In December 2011, Martin posted a Theon Greyjoy viewpoint chapter from The Winds of Winter; he also included another sample chapter at the end of the North American paperback version of A Dance with Dragons, which was originally expected to be released in mid-2012, but was released on October 29, 2013. (International paperback editions of A Dance with Dragons published a year earlier did not include an unpublished sample chapter.) In the first quarter of 2012, Martin read new chapters of other characters at public events, including the chapters of Victarion Greyjoy and Tyrion Lannister.
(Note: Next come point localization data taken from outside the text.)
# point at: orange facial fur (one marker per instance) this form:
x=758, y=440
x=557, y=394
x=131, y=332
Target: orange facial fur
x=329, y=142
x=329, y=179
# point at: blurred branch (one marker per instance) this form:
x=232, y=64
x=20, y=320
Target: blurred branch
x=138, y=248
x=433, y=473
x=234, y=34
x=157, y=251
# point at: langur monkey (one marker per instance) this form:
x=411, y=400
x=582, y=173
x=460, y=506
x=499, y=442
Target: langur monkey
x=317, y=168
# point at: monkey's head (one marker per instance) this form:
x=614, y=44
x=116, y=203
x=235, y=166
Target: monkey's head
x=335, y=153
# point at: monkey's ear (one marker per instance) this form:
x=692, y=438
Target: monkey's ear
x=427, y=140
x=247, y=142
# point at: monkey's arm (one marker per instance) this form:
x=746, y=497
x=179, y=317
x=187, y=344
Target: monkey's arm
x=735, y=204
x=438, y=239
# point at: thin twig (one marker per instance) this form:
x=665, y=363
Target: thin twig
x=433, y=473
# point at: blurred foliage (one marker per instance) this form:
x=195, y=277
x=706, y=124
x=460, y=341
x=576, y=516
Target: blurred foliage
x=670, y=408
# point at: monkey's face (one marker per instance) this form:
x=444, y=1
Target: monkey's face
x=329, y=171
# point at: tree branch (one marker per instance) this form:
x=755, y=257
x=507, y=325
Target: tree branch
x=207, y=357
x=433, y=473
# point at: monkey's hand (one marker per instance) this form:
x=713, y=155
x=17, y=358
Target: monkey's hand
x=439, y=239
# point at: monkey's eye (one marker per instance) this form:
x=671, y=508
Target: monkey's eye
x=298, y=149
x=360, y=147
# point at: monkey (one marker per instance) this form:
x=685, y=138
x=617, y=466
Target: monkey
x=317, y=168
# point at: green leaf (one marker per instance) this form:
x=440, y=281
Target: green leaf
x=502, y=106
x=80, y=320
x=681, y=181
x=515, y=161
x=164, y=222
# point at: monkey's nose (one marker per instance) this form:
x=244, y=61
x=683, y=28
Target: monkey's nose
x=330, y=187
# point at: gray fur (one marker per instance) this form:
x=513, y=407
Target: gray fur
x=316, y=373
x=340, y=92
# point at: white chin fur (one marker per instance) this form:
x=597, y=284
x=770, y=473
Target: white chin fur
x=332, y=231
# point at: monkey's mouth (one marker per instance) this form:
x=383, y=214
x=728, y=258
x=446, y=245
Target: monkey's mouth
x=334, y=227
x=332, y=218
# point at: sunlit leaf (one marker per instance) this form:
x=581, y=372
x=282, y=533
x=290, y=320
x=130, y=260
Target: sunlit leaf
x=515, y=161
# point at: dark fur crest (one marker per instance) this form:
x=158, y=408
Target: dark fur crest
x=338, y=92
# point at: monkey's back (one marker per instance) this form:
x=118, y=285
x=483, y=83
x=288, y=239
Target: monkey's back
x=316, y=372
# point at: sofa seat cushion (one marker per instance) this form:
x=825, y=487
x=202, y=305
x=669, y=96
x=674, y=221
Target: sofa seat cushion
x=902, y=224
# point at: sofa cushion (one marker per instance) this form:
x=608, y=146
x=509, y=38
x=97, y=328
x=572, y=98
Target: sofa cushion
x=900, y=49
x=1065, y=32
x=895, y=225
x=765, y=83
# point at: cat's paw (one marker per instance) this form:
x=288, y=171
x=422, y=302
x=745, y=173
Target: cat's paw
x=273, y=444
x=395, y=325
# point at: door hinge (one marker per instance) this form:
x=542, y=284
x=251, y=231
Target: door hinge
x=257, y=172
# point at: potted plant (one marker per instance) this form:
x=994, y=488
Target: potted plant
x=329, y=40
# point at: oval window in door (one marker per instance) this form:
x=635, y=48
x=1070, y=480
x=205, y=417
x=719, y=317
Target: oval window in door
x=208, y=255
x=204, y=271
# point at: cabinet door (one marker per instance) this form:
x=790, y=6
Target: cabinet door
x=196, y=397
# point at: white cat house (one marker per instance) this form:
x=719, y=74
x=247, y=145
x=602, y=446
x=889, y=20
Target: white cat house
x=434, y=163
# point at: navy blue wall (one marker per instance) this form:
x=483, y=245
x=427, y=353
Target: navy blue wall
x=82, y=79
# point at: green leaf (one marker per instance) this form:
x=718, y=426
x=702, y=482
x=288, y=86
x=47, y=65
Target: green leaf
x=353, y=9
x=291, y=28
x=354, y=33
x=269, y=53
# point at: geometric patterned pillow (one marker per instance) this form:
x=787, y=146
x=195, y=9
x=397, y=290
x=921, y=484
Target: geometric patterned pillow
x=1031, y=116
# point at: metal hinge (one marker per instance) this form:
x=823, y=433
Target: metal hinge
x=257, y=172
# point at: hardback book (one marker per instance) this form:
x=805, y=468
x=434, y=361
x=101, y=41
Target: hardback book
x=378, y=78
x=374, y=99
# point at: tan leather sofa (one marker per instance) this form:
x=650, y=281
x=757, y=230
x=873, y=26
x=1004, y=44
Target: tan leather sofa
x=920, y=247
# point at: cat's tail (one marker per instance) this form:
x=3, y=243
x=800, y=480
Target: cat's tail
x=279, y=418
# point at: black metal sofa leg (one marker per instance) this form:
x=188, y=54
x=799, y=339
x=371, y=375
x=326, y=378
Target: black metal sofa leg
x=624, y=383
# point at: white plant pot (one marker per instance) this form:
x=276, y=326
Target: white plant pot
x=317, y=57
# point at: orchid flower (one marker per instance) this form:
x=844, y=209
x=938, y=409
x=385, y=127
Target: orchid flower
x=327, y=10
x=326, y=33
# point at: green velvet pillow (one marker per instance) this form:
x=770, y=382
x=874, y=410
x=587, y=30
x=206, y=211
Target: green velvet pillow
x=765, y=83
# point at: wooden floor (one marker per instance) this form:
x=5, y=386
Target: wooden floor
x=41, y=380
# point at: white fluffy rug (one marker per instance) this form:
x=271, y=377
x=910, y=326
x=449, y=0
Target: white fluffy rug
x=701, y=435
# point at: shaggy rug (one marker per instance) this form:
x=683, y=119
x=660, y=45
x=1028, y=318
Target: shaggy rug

Martin continued work editing anthologies and completing a large, highly detailed series atlas The Lands of Ice and Fire, which was published in October 2012. Martin published another sample chapter from Arianne Martell's POV on his website in January 2013. On March 27, ten days before the Game of Thrones season four premiere, Martin posted a chapter on his website, titled Mercy. Martin said the new chapter is actually an old one, though never published nor publicly read. In April 2015, Martin posted a Sansa Stark viewpoint chapter from The Winds of Winter titled Alayne. In May 2016, Martin replaced this chapter with an Arianne Martell chapter he had read from at Mysticon.

As of June 2016, a total of 11 chapters from The Winds of Winter had been either read publicly or published as sample chapters. The point of view characters with released material are Victarion, Aeron, Tyrion, Barristan, Arianne, Theon, Mercy (Arya), and Alayne (Sansa). In 2018, Martin indicated he would not release any more sample chapters. In 2020, he indicated he had been revising some of the sample chapters.